Military corners, flat pillows and snug spreads have gone the way of the dodo. Today's well-dressed bed is soft and inviting, with mixed-and-matched sheets and plenty of pillows in different sizes, prints and textures.
"Today's consumer is looking for something that's comfortable and luxurious," said Janine Saber, director of public relations for WestPoint Stevens, which produces the Martex, Atelier Martex, Sanderson and Larry Laslo for Atelier Martex lines. "The bedroom is more than a bed room, it's a haven."
In the last five or six years, linen purchases have really taken off, said Meme Marcus, of Penny Green, which sells luxury linens, among other household things, in Pikesville. Since then, she said, "People don't limit themselves to two cases and two sheets. Now they have to have lots of pillows. It's not unusual for someone to buy six shams at a time."
The spare, flat look that was simply utilitarian has given way to a desire for romance. And the designer revolution that began in the '70s has had an impact on the way people view their homes.
"People are really into building houses, into decorating," said Wendy Dowling, co-owner of Bed & Bath Affair in Lancaster, Pa. "They're doing the master bedroom first. It's a very important room."
Dowling credits Ralph Lauren for starting "the whole designer bed thing" when he introduced his first collection about 10 years ago. Lauren pioneered the "unmatched" look, with different colors and patterns on sheets, comforters and pillows.
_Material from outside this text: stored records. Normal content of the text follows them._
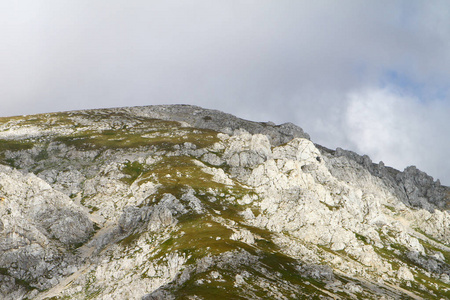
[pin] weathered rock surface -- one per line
(170, 202)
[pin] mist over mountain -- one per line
(182, 202)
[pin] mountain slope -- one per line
(164, 202)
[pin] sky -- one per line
(368, 76)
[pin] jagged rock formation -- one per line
(180, 202)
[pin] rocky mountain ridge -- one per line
(168, 202)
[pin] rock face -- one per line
(180, 202)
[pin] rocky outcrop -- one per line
(166, 202)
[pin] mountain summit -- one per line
(181, 202)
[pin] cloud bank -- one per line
(373, 77)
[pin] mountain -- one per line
(181, 202)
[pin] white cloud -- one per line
(263, 60)
(399, 130)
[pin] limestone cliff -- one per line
(180, 202)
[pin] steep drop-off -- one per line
(180, 202)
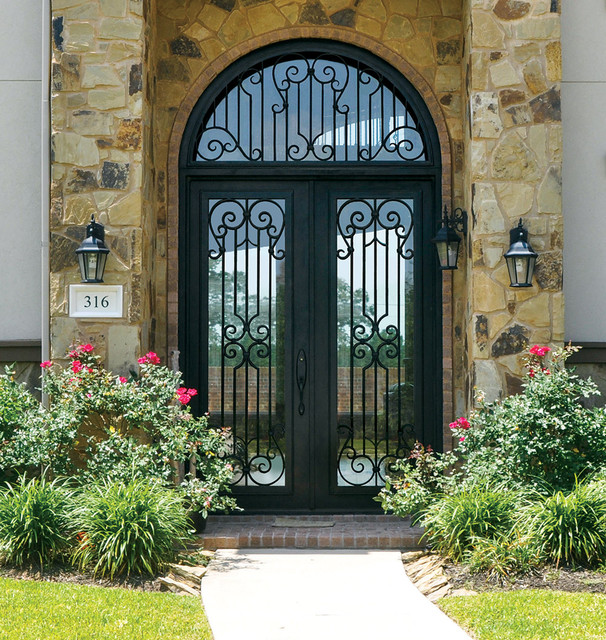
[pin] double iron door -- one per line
(309, 328)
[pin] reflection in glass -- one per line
(375, 376)
(246, 334)
(312, 107)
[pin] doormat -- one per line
(296, 523)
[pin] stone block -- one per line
(265, 18)
(486, 122)
(553, 56)
(516, 198)
(114, 175)
(108, 98)
(399, 27)
(127, 211)
(123, 347)
(488, 295)
(121, 29)
(535, 77)
(550, 193)
(513, 160)
(71, 148)
(113, 8)
(486, 32)
(511, 9)
(91, 123)
(503, 74)
(129, 134)
(486, 378)
(99, 75)
(485, 206)
(80, 37)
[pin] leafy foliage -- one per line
(571, 527)
(128, 528)
(457, 520)
(34, 521)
Today plenty of designers are jumping into the bed-linen market, including Liz Claiborne, Ellen Tracy, Bill Blass, Calvin Klein and Adrienne Vittadini.
Besides wanting that guarantee of taste and quality that comes with a designer name, people are more interested in buying nice things for themselves. "I've noticed people are really pampering themselves," Dowling said. "They're saying, 'I deserve it, I work hard, I deserve to sleep on nice sheets.' "
And, she said, they're very interested in high thread counts, one way of measuring the quality of fine linens.
"People are looking to the bed as an expression of themselves," said Eliza Hindmarch, spokeswoman for Laura Ashley in New York, "and they want luxury."
Today's soft-look bed has top and bottom sheets (often coordinating or contrasting but not matching), a comforter, or a duvet with a cover, and at least three different sizes of pillows, all with cases or shams (in general, cases have one open end, while shams have overlapping flaps on the back). In addition, it may have a decorative blanket cover (sort of a spread, used under the comforter), a blanket or quilt, a bed skirt (dust ruffle), other decorative pillows and perhaps a throw, or small coverlet.
All those pillows are important to the look: If sheets, comforters and bed skirts are the "dresses" of the bed, pillows are the accessories, providing the accents that give interest to the outfit. Common sizes are 26-inch European squares, standard (or king or queen) bed pillows, small square "breakfast" pillows, rectangular "boudoir" pillows and small cylindrical "neck-roll" pillows.
"All of a sudden, everywhere you go, there's pillows," said Marcus of Penny Green. "When you get to the foot of the bed, you stop with the pillows."
Variety's the spice
Pillow cases and shams come in a startling array of colors, fabrics, patterns, textures -- and price ranges. Cotton, linen, sateen and damask are common sham fabrics, and flanges, flat fabric borders, are the most popular edge. However, some shams have ruffled edges, or lace edges, and some are simply corded.
Pillows are usually arranged on the bed from largest to smallest, but there are no rules: Whatever looks good can go together.
"It's not necessary to have everything match," said Natalia Kosenkova, store manager at Palais Royale, a luxury linen shop at Greenspring Station. "We're no longer in a matching-matching world."
Instead, she suggests mixing all finishes and textures, as she was doing as she dressed a bed in her shop recently. It was all in white, but with numerous textures. Shams in cotton and linen had scalloped edges, tailored edges and hemstitched edges.
Hand embroidery and texture are "playing a big part" in linens today, Hindmarch said. Patterns, while still romantic, are less fussy -- "clean, simple, shirt strips" -- while fabrics are more luxurious -- velvets and silks -- and colors are more vibrant -- berry red, deep chambray, gold and burgundy. "And people want all-natural fibers," Hindmarch said.
The choices are virtually endless, but Marcus suggests that before you fall in love with a look, consider how you sleep.
However much you love the look, you won't be happy if it's uncomfortable to sleep in. "People may come in and say, 'That's what I want to do,' and buy a whole ensemble for the bed," only to learn when they get it home, "they can't sleep on it," Marcus said.